Nuove idee per il design navale post-coronavirus / IL CASO

Monfalcone - Come evolverà il concept-design delle navi da crociera al tempo del Covid-19? Fino a pochi mesi fa l’industria crocieristica cavalcava l’onda di una crescita senza precedenti che sembrava non aver più fine

di Matteo Martinuzzi

Monfalcone - Come evolverà il concept-design delle navi da crociera al tempo del Covid-19? Fino a pochi mesi fa l’industria crocieristica cavalcava l’onda di una crescita senza precedenti che sembrava non aver più fine. Poi questo scenario dorato è stato spazzato via dalla pandemia colpendo duramente il turismo e soprattutto le crociere che sono sempre state l’opposto del distanziamento sociale. Questo mercato ha dimostrato nel corso degli anni una grande resilienza che gli ha fatto superare le crisi, sapendo sempre reinventarsi, come ad esempio dopo l’11 settembre 2001. Ora il settore si trova di fronte alla sfida più difficile. Ma c’è già chi sta pensando a come potrà evolversi l’unità passeggeri nel prossimo futuro. Gli armatori al momento sono concentrati operativamente sui nuovi standard sanitari che le autorità pretenderanno per concedere la ripartenza. Stefano Pastrovich, architetto navale e designer, invece ha cercato di immaginare una possibile prospettiva per il settore nel breve, medio e lungo periodo. Nell’immediato «le compagnie dovranno adottare un progetto coordinato di modifiche leggere alle navi esistenti che comprendano la compartimentazione leggera di zone protette, trasformazioni dei buffet in ristoranti, salette chiuse delimitate da pareti tipo giapponese, però in tessuto, più facili da costruire e installare, mascherine in dotazione agli ospiti, oltre a tutte le forniture per la sanificazione e il cleaning continuo. Tutto questo, in concomitanza con la diminuzione dei contagi prevista per i prossimi mesi di luglio/agosto, servirà a rassicurare i clienti».

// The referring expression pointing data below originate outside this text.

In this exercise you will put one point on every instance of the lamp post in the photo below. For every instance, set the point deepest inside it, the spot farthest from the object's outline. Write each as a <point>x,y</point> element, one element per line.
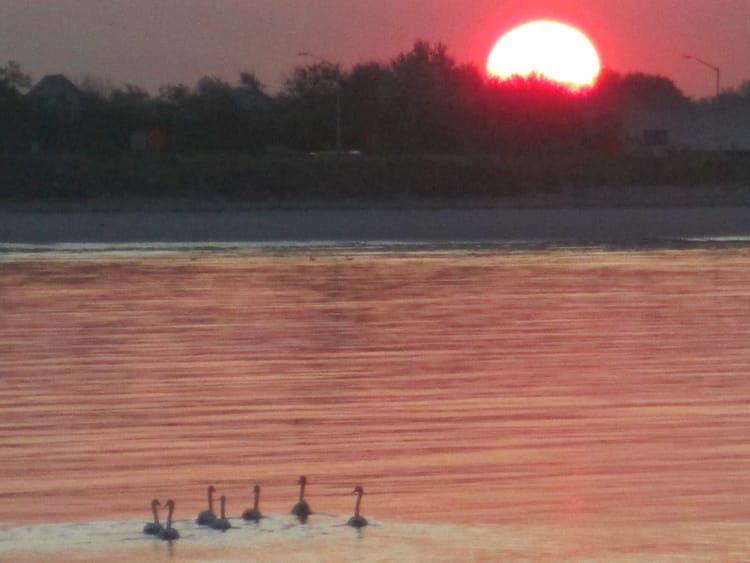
<point>709,65</point>
<point>338,97</point>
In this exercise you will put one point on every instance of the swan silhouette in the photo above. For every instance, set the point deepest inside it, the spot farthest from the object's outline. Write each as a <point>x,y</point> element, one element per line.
<point>302,510</point>
<point>207,517</point>
<point>221,523</point>
<point>153,528</point>
<point>253,514</point>
<point>169,533</point>
<point>357,521</point>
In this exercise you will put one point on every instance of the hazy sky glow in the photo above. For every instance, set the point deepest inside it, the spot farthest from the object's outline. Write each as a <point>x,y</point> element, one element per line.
<point>156,42</point>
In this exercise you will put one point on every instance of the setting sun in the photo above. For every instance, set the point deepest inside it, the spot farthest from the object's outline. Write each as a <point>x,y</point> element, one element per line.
<point>550,49</point>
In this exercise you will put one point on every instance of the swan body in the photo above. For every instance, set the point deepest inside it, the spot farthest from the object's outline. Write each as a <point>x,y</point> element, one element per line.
<point>169,533</point>
<point>253,514</point>
<point>357,521</point>
<point>207,517</point>
<point>302,510</point>
<point>221,523</point>
<point>153,528</point>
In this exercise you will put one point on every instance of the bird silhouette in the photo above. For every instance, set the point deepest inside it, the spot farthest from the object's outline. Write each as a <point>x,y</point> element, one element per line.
<point>207,517</point>
<point>153,528</point>
<point>221,523</point>
<point>302,510</point>
<point>357,521</point>
<point>169,533</point>
<point>253,514</point>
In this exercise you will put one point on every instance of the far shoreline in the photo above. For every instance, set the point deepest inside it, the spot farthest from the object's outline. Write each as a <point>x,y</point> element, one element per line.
<point>549,219</point>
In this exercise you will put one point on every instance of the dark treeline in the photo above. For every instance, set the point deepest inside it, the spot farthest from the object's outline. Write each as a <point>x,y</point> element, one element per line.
<point>421,102</point>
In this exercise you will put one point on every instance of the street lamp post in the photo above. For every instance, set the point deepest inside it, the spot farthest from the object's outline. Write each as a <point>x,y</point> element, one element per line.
<point>712,67</point>
<point>338,97</point>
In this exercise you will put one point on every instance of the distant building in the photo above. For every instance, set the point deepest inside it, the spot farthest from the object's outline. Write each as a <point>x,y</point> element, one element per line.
<point>57,96</point>
<point>702,127</point>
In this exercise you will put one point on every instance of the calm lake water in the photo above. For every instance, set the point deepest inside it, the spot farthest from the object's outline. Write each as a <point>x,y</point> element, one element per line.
<point>516,404</point>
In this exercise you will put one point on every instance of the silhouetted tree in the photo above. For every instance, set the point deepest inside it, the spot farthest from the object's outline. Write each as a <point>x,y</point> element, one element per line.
<point>309,105</point>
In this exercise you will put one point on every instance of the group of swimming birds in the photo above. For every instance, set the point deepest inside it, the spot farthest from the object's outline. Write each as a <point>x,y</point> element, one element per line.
<point>208,517</point>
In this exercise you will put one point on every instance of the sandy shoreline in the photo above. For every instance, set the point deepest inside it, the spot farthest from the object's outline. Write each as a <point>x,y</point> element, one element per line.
<point>481,224</point>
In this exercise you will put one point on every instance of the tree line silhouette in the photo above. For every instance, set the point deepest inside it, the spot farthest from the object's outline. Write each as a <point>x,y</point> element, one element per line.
<point>422,101</point>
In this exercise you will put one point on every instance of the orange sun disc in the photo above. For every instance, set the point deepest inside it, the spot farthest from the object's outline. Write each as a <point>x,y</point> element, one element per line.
<point>553,50</point>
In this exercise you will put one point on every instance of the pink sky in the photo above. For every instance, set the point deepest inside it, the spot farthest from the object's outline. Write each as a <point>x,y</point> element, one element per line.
<point>155,42</point>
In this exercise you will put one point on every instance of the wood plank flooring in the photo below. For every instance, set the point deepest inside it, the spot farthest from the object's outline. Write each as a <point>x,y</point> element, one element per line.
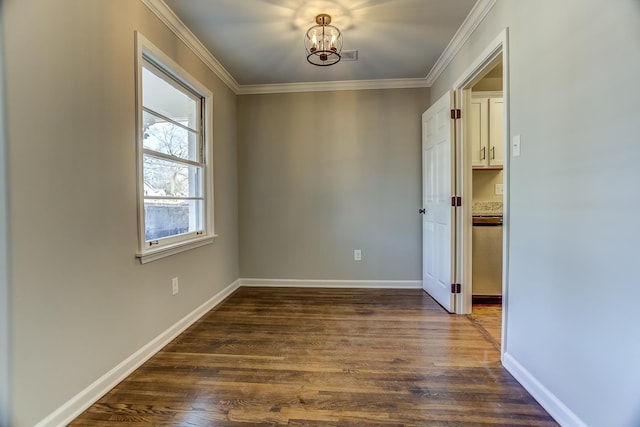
<point>322,357</point>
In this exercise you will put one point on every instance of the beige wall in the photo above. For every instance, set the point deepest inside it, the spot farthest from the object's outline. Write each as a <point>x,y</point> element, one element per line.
<point>4,276</point>
<point>324,173</point>
<point>81,302</point>
<point>574,229</point>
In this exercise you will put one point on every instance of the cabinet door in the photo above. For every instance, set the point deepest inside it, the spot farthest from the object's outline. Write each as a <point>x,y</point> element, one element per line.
<point>478,132</point>
<point>496,132</point>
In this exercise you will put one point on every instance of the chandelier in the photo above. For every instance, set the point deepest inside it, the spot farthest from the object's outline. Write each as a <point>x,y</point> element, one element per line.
<point>323,42</point>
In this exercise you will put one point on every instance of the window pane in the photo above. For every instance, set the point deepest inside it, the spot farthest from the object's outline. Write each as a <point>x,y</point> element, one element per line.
<point>173,179</point>
<point>163,97</point>
<point>167,218</point>
<point>167,138</point>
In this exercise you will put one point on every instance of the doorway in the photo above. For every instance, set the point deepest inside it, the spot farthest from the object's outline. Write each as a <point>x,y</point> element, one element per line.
<point>483,182</point>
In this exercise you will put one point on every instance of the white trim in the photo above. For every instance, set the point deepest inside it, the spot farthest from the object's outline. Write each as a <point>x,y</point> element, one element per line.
<point>171,20</point>
<point>87,397</point>
<point>498,46</point>
<point>296,283</point>
<point>165,251</point>
<point>147,51</point>
<point>549,401</point>
<point>475,17</point>
<point>332,86</point>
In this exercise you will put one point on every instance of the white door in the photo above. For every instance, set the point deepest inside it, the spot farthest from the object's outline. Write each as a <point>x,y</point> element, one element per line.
<point>438,218</point>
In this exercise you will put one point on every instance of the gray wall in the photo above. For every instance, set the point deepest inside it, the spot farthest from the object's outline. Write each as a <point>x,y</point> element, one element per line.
<point>573,285</point>
<point>81,302</point>
<point>324,173</point>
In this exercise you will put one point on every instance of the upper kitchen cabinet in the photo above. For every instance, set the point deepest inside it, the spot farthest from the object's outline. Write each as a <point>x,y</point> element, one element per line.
<point>486,130</point>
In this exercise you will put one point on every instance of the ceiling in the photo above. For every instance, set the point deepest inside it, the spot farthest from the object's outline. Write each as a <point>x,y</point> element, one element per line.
<point>260,42</point>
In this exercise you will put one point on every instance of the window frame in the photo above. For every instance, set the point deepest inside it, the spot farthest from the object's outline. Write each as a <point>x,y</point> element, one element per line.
<point>147,52</point>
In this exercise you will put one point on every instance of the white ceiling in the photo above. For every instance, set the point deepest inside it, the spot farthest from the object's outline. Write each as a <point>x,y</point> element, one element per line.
<point>260,42</point>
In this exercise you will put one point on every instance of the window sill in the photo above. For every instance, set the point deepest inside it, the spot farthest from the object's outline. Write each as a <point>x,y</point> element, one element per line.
<point>165,251</point>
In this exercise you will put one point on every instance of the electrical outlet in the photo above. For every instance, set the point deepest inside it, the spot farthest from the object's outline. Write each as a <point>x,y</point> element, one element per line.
<point>515,146</point>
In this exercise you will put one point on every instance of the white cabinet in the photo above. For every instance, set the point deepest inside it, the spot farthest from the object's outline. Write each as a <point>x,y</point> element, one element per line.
<point>487,130</point>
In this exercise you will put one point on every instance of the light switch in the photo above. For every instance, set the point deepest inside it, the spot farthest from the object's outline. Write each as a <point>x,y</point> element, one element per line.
<point>515,146</point>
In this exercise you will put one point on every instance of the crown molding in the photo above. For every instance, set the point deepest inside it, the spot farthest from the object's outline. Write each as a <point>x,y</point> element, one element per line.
<point>169,18</point>
<point>475,17</point>
<point>332,86</point>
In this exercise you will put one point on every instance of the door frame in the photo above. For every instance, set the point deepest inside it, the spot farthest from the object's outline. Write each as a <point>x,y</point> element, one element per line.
<point>464,179</point>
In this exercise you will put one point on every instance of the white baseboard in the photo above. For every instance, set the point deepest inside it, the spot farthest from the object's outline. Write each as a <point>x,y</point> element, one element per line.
<point>87,397</point>
<point>554,406</point>
<point>294,283</point>
<point>92,393</point>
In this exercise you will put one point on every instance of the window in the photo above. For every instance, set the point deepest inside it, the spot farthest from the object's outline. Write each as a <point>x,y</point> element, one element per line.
<point>174,185</point>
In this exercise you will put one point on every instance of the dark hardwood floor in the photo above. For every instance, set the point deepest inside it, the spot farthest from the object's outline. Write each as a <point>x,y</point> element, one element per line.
<point>323,357</point>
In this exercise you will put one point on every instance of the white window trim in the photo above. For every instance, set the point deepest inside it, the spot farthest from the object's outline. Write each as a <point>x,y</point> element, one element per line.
<point>146,49</point>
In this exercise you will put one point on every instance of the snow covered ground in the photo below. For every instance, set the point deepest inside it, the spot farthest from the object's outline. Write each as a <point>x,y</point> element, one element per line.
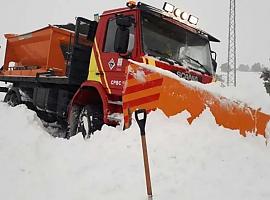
<point>202,161</point>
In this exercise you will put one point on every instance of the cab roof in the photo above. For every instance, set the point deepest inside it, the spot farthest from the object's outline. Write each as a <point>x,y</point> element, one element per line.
<point>154,10</point>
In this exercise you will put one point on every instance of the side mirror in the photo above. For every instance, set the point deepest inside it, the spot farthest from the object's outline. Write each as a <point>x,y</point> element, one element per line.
<point>124,21</point>
<point>122,34</point>
<point>121,40</point>
<point>214,55</point>
<point>214,63</point>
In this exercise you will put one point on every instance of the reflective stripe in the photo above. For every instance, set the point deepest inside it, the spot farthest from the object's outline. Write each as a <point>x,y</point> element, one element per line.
<point>101,66</point>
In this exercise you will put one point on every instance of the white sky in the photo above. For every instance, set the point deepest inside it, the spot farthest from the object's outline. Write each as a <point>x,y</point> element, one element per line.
<point>253,31</point>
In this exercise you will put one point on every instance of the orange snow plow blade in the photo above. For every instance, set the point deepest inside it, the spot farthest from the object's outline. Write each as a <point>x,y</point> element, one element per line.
<point>154,90</point>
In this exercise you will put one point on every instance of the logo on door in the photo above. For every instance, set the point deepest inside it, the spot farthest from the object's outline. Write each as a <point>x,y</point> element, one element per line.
<point>111,64</point>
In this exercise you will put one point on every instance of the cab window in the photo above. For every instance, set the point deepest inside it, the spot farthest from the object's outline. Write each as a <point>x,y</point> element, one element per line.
<point>110,36</point>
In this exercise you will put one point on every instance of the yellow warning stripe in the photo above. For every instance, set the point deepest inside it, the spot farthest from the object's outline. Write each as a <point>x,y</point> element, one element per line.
<point>102,69</point>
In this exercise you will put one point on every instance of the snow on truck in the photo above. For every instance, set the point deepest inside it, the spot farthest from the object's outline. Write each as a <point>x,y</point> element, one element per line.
<point>99,72</point>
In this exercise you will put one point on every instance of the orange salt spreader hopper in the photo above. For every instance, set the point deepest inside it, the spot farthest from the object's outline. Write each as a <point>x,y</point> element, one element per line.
<point>172,96</point>
<point>41,51</point>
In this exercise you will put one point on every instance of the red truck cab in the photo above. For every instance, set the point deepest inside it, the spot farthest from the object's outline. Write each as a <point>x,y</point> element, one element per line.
<point>89,92</point>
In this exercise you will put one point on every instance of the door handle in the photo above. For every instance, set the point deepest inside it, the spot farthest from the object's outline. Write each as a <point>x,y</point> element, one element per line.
<point>100,73</point>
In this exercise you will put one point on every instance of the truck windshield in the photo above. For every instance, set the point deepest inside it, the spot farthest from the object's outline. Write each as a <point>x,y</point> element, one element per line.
<point>167,41</point>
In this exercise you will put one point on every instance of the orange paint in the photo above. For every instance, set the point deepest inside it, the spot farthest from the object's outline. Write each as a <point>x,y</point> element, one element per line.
<point>176,97</point>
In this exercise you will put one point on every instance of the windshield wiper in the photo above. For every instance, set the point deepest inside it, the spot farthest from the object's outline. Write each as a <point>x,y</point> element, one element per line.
<point>161,56</point>
<point>198,62</point>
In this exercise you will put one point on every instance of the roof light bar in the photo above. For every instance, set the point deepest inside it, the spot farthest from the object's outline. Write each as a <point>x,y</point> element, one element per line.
<point>193,20</point>
<point>177,12</point>
<point>168,7</point>
<point>184,16</point>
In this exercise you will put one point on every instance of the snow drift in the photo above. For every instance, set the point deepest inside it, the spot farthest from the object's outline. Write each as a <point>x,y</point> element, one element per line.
<point>202,161</point>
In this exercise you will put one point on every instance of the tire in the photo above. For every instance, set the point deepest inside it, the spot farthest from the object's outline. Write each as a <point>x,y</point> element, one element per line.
<point>12,99</point>
<point>90,120</point>
<point>73,121</point>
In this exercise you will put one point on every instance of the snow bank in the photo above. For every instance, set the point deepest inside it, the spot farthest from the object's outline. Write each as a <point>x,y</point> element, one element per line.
<point>187,162</point>
<point>202,161</point>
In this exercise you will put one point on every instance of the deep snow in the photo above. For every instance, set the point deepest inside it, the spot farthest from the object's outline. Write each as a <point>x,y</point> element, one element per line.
<point>202,161</point>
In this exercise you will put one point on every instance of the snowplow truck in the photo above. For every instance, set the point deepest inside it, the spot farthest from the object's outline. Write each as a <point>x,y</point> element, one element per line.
<point>91,73</point>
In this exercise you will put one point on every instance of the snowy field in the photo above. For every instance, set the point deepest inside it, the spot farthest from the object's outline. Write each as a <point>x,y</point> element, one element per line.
<point>202,161</point>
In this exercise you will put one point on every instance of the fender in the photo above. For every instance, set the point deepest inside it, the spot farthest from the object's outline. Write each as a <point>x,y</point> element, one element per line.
<point>78,96</point>
<point>14,90</point>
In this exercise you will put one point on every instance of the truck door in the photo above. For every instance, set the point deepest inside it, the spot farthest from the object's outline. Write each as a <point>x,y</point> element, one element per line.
<point>114,66</point>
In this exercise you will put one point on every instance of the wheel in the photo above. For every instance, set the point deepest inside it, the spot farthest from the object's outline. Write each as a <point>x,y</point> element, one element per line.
<point>12,99</point>
<point>90,120</point>
<point>73,121</point>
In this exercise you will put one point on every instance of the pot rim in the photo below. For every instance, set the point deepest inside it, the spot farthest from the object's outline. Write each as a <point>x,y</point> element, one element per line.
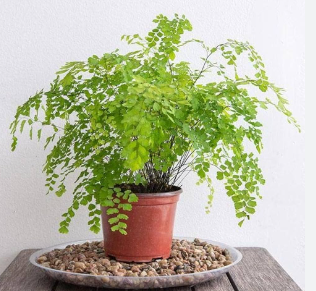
<point>160,194</point>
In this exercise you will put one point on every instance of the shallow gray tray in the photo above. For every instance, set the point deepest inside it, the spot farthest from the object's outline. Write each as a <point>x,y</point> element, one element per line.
<point>135,282</point>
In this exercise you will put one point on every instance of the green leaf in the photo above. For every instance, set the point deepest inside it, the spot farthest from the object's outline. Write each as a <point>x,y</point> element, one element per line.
<point>113,220</point>
<point>220,176</point>
<point>172,56</point>
<point>250,210</point>
<point>67,80</point>
<point>132,198</point>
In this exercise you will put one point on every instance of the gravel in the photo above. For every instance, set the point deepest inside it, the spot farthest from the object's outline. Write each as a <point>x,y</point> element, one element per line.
<point>186,257</point>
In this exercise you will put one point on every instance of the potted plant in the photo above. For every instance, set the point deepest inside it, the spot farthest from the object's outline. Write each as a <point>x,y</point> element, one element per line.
<point>131,126</point>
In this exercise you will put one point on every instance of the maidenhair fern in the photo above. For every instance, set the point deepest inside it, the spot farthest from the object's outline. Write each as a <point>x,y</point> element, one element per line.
<point>141,121</point>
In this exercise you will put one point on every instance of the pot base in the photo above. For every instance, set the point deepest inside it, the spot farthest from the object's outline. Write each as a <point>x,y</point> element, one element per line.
<point>138,259</point>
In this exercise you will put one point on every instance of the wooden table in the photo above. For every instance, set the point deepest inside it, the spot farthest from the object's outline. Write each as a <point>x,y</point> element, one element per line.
<point>258,271</point>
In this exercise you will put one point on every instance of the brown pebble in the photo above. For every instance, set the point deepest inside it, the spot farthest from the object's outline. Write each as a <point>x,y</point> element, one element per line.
<point>80,265</point>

Nel prossimo futuro invece «per le nuove progettazioni di navi, io credo nella comunicazione di una task force di progettisti dedicati alla risoluzione di eventuali problemi sanitari che dovessero presentarsi nei prossimi anni. Non parlo solo di progettazione degli spazi ma anche di nuovi modi di vivere la crociera». Il concept futuristico da lui proposto è quello della “barca protetta” che concepisce la nave del futuro come un’isola, un luogo “assoluto” e sicuro. «Da qui l’idea di progettare una nave dove l’esperienza si faccia a bordo, ma in un ambiente naturale. Parlo di un “esperienza” dentro una nave protetta che naviga in posti del mondo di grande fascino, ma che tuttavia non ha bisogno di far scendere le persone a terra così follemente come si fa oggi». Pastrovich immagina quindi una crociera dove la scoperta delle destinazioni passi in secondo piano a favore della vita di bordo, un po’ come alcune mega-navi di oggi vogliono offrire. Nel suo immaginario questo progetto viene indicato per navi di piccole dimensioni, quelle che proprio oggi sono focalizzate sulla destinazione. Abbiamo chiesto anche all’architetto Marco de Jorio come la sua azienda si stia preparando per adeguare la nave a questo nuovo scenario mondiale: «Noi come studio De Jorio Design International stiamo invece sviluppando in modo serio e veramente progettuale un vero e proprio sistema anti-Covid per navi da crociera e luoghi pubblici in generale, toccando argomenti e applicazioni più concrete e particolarmente complesse (come ristorazione e catering, bar, buffet) organizzando flussi e progettando sistemi completi che vanno dal servizio alla configurazione di mobilio specifico per ogni tipologia, autopulente e non richiedente mascherina nemmeno negli accessi agli spazi. L’abbiamo già condiviso con il Rina (che ovviamente sta sviluppando i pilastri tecnici e normativi per ambienti anti-Covid ) e abbiamo aperto un terreno di collaborazione per sviluppare insieme un prodotto progettuale che può essere di riferimento e consultazione per l’oggi e dopo il Covid».